Dans les jours qui suivent la finale très tendue de la CAN 2025 entre le Sénégal et le Maroc, les débats ne se limitent plus au terrain. Ancien international algérien et champion d’Afrique 2019, Djamel Benlamri n’a pas hésité à faire un dangereux parallèle avec une situation vécue par les Fennecs.
Revenant sur les événements chaotiques de la finale de la CAN, Benlamri s’est arrêté sur la réaction collective des Lions de la Teranga, lorsque ces derniers ont quitté la pelouse pour protester contre certaines décisions arbitrales en fin de match.
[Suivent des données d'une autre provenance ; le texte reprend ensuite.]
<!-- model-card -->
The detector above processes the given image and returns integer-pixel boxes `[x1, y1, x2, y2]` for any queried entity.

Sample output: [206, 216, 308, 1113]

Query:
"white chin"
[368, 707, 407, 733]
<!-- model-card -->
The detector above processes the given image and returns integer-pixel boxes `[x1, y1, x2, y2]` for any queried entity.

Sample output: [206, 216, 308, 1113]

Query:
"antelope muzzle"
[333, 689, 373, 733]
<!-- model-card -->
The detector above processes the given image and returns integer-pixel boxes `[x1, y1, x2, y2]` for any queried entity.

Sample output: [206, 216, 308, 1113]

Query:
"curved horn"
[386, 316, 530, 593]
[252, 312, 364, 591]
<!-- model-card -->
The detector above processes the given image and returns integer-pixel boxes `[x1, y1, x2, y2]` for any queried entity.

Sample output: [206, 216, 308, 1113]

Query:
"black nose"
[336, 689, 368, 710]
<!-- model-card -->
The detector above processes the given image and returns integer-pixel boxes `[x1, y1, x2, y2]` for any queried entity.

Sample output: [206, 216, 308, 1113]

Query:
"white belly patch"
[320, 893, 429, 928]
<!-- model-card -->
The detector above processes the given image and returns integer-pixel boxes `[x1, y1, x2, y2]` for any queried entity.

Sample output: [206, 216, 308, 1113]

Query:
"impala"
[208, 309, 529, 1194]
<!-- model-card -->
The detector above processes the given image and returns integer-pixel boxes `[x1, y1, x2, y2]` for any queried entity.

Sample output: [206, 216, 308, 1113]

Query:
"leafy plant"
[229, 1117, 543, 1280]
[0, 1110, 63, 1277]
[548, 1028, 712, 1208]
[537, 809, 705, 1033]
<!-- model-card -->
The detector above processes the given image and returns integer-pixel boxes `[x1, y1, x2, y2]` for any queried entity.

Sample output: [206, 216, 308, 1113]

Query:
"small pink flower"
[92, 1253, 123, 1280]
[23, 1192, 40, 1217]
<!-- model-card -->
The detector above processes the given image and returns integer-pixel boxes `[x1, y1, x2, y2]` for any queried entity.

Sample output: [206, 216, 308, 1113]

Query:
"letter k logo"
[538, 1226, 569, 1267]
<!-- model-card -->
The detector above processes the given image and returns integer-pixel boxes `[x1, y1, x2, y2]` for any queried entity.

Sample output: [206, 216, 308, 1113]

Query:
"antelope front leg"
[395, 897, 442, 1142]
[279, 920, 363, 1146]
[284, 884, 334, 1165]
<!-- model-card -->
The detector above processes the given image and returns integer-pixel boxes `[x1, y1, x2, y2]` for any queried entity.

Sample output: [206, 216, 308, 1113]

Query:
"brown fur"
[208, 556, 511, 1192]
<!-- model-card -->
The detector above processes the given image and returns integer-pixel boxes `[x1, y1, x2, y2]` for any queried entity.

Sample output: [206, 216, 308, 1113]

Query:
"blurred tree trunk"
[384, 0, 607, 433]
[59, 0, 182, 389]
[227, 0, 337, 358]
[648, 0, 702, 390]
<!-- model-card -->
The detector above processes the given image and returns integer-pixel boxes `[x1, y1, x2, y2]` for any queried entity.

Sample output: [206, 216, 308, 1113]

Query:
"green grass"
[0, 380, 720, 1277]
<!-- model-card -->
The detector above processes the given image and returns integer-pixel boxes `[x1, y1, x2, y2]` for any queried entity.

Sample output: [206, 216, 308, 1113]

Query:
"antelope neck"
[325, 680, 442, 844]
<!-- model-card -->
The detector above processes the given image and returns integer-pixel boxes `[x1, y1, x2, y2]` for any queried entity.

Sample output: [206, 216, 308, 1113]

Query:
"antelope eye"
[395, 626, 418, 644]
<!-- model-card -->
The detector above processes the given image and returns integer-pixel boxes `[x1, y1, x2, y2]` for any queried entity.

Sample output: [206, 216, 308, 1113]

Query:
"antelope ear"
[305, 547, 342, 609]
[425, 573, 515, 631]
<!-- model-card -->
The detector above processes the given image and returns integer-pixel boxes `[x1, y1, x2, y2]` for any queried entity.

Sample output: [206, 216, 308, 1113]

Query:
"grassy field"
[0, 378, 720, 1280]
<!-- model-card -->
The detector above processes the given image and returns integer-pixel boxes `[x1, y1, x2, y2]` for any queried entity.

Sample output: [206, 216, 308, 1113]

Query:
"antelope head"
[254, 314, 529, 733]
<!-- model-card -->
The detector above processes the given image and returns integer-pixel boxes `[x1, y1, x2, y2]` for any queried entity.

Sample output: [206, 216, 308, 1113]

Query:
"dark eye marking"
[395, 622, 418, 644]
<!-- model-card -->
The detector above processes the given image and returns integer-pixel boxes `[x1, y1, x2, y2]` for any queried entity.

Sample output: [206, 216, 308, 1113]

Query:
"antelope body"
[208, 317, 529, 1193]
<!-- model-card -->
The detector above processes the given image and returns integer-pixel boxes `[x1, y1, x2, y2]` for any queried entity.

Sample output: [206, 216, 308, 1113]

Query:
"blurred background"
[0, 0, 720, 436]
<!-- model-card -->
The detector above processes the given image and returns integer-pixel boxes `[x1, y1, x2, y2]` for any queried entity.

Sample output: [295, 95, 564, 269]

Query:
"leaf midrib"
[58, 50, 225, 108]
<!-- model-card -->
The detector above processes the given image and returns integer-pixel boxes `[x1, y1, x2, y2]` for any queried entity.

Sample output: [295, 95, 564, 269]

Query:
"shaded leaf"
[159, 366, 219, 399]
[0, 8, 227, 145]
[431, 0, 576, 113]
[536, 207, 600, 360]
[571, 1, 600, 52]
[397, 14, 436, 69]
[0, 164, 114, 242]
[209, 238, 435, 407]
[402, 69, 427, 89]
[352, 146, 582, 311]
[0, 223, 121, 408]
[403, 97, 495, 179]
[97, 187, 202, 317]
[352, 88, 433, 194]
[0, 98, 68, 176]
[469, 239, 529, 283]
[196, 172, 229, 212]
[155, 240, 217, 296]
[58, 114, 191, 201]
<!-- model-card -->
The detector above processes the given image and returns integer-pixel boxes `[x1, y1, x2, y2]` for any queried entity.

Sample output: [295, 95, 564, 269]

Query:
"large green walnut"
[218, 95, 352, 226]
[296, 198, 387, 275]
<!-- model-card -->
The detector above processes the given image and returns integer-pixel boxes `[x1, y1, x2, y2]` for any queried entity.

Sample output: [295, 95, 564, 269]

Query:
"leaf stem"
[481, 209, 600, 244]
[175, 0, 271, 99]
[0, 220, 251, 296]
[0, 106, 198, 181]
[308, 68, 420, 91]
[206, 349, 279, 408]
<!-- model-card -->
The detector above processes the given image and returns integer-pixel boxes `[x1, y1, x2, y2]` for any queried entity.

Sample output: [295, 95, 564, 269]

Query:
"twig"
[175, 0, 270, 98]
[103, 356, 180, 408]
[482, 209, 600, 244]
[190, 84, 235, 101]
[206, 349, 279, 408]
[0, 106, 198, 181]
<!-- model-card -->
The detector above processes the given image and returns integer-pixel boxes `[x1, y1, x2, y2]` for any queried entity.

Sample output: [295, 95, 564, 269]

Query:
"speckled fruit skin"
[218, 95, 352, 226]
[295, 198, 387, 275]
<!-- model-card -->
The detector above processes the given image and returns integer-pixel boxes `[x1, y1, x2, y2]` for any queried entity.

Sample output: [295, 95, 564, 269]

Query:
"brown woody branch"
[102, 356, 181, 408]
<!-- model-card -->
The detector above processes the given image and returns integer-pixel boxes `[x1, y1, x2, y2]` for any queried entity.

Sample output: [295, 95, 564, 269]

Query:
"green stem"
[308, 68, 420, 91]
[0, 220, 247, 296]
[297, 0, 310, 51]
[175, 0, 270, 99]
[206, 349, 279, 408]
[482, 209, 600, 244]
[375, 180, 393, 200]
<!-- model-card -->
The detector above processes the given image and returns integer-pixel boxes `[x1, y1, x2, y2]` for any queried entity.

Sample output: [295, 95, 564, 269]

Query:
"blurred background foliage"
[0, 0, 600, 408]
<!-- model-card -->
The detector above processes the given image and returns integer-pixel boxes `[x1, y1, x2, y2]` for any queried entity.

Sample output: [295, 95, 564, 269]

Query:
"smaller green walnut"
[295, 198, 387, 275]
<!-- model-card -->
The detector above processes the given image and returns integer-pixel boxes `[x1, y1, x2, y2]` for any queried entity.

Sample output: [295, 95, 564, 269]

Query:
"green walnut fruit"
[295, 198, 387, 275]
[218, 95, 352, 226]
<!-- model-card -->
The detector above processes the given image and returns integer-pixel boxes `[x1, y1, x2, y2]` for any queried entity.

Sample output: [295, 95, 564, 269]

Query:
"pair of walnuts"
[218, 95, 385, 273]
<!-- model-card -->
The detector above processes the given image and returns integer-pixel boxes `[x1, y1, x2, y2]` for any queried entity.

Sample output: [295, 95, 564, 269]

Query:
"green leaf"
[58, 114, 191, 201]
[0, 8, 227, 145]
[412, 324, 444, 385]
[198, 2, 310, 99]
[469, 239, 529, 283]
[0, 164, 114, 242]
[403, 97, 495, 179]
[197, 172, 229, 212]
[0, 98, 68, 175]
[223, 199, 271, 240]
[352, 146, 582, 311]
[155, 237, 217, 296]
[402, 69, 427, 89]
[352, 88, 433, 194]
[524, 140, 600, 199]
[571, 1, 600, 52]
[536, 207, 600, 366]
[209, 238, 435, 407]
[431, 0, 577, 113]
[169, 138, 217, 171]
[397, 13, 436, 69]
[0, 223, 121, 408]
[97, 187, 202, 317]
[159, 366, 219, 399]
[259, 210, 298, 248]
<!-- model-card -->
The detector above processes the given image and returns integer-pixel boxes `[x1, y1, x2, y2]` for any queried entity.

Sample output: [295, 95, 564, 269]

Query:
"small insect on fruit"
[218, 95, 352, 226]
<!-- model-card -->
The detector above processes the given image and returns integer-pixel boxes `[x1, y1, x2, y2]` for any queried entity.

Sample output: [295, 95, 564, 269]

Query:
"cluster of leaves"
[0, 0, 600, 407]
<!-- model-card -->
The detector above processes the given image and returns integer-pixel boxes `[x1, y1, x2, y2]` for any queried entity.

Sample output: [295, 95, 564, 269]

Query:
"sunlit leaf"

Selon lui, cet acte a eu un effet immédiat sur la suite de la rencontre :
« Après la sortie des joueurs du Sénégal pour contester les décisions de l’arbitre, ce dernier s’est montré beaucoup plus cohérent dans la suite du match. C’est exactement ce qu’il faut faire dans ce genre de situations, tout en restant professionnels. »
Pour l’ancien défenseur, cette contestation collective aurait permis de rééquilibrer le rapport de force psychologique avec l’arbitre.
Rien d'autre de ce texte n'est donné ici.